Firstly, we start the discussion of how we start the project? We have looked upon the internet to find the ways to classify the gender. We have many ideas like MFCCS, short term energies, pitch etc.. but we finally opted to use MFCC because by using MFCC we can get the result with much better accuracy. Now our aim is to write the code in much simpler way with least number of lines possible and we understand that the use functions can help us with that. The Functions which we defined for this Project are
mfcc_r, frames_window_r, trifilter_r, deltamfcc, lab_s, normalize_norm_mean, normalize_norm, SPKmean.
The Function
mfcc_r generates the MFCCs of the given audio sample. Before giving input audio sample to
mfcc_r ,the parts which having amplitude less than 0.1 (arbitrarily chosen by observing audio samples) are eliminated.
mfcc_r uses to other functions for framing and windowing (
frames_window_r) and to increase the amplitudes we will use triangular filter bank(
trifilter_r). This function firstly, starts by checking whether the given inputs are correct and if all given required inputs are given, if not it terminates the whole algorithm. Secondly, it converts the given inputs frame shift and frame duration into samples and finds the length of the FFT required based on the sampled frame duration samples. Thirdly, it does pre-emphasis and later speech is framed and windowed(
frames_window_r). Fourthly, it does FFT for each frames and next we multiply with triangular filter bank(
trifilter_r), so that along with the amplitudes, the difference between higher and lower amplitudes gets amplified too. Next, we convert to mel-scale because mel-scale converts the input into a scale which computer understands as the human voices differentiating from environmental voices. Finally, we do the Discrete cosine transform and we limit the coefficients to 13 because in general 13 coefficients are required to classify gender. These coefficients are called mel-frequency cepstral coefficients(MFCC).
We extract deltamfcc coefficients and delta-deltamfc coefficients by giving MFCC input to function (
deltamfcc). we computed MFCC, deltamfcc, delta-deltamfcc .and then we append them horizontally making a feature vector comprising all the above mentioned coefficients. Now we use the Bag-of-words technique to make the whole training data feature vectors into 2 clusters by the use of Spherical k-means clustering and later we find the mean of the whole male data samples feature vectors and also for female data samples. we found out the cluster1 mean is almost close to female data mean and cluster 2 mean is closer to male data mean. So now we consider cluster1 as female and cluster2 as male.

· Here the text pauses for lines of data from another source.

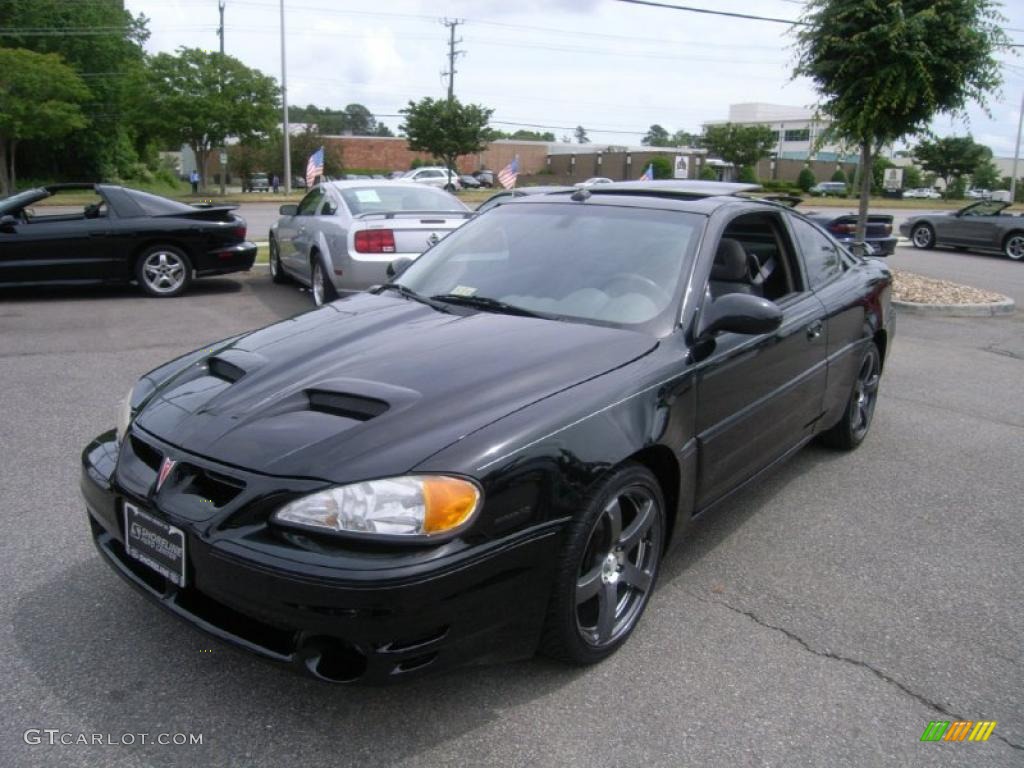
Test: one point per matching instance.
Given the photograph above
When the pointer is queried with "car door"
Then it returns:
(760, 395)
(837, 282)
(57, 245)
(298, 256)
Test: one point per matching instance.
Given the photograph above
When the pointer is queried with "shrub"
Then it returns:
(748, 175)
(806, 179)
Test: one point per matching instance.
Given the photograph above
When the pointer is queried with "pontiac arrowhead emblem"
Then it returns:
(165, 470)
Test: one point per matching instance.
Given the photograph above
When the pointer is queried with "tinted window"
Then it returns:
(308, 205)
(386, 198)
(600, 263)
(821, 259)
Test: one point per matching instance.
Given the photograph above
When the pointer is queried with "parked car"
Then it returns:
(257, 182)
(825, 188)
(433, 176)
(484, 176)
(123, 236)
(979, 226)
(494, 452)
(925, 193)
(342, 236)
(519, 192)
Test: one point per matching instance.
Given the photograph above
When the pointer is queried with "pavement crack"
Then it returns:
(847, 659)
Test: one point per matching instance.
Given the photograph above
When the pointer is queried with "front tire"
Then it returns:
(851, 430)
(322, 288)
(163, 271)
(276, 270)
(607, 568)
(1014, 246)
(923, 237)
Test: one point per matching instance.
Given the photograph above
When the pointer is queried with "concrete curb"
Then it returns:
(991, 309)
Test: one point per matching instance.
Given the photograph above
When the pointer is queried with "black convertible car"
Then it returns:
(120, 236)
(491, 454)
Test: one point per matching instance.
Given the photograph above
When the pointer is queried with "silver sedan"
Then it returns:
(343, 235)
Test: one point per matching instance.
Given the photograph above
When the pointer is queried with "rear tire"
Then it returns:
(607, 568)
(322, 288)
(1014, 246)
(276, 270)
(163, 271)
(851, 430)
(923, 237)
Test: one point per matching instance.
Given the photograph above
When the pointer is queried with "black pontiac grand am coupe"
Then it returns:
(491, 454)
(120, 236)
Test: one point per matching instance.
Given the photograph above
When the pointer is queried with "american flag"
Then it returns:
(508, 174)
(314, 167)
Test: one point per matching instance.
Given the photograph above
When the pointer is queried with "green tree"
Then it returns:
(985, 175)
(739, 144)
(200, 98)
(951, 157)
(40, 98)
(656, 136)
(938, 57)
(806, 179)
(446, 128)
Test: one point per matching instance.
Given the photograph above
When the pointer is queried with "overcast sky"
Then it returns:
(613, 68)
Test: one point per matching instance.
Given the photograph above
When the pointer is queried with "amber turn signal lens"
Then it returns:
(450, 502)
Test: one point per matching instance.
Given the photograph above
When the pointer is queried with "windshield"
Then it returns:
(595, 263)
(388, 198)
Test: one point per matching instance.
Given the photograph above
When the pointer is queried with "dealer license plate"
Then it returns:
(160, 546)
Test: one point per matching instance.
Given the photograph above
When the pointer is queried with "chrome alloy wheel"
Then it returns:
(619, 567)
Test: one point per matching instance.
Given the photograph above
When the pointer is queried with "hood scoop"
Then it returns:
(346, 406)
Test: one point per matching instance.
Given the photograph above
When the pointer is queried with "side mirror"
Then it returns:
(740, 313)
(397, 266)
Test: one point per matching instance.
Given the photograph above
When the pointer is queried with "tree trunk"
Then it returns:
(865, 194)
(4, 175)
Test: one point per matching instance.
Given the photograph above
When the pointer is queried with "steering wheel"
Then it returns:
(650, 289)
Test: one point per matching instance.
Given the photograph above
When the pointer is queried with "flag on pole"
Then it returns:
(314, 167)
(508, 174)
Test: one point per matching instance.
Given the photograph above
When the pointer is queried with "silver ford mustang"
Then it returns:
(979, 226)
(343, 235)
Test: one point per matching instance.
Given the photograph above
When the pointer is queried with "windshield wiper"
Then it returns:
(485, 302)
(409, 293)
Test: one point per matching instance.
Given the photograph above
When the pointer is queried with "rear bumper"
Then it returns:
(230, 259)
(337, 626)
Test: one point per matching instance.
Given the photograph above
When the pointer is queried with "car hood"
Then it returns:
(372, 386)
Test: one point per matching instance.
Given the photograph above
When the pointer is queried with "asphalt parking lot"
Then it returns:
(822, 619)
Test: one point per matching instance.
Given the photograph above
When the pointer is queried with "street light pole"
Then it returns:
(1017, 155)
(284, 103)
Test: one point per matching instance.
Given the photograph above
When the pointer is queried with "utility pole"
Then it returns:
(284, 103)
(220, 30)
(1017, 155)
(452, 24)
(223, 150)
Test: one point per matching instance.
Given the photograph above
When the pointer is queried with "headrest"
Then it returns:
(730, 262)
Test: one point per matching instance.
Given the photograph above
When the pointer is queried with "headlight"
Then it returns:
(124, 416)
(420, 506)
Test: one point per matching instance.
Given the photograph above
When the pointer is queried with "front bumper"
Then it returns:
(483, 603)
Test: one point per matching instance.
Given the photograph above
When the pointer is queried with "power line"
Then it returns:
(731, 14)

We take these two cluster means generated for whole data samples of male and female and compare the test data samples by using function
lab_s which gives the output percentage of male and percentage of female in the gives test sample and finally outputs male or female by comparing the percentages.
The whole functions runs in the following matlab codes
gclass_r – used to generate the feature vector for single sample,
train_r.m – used to generate the feature vector for whole training data samples,
SPK_m – used to do spherical k means clustering,
test_dm runs the whole male data samples,
test_df runs for whole female data samples. We finally find out the gender.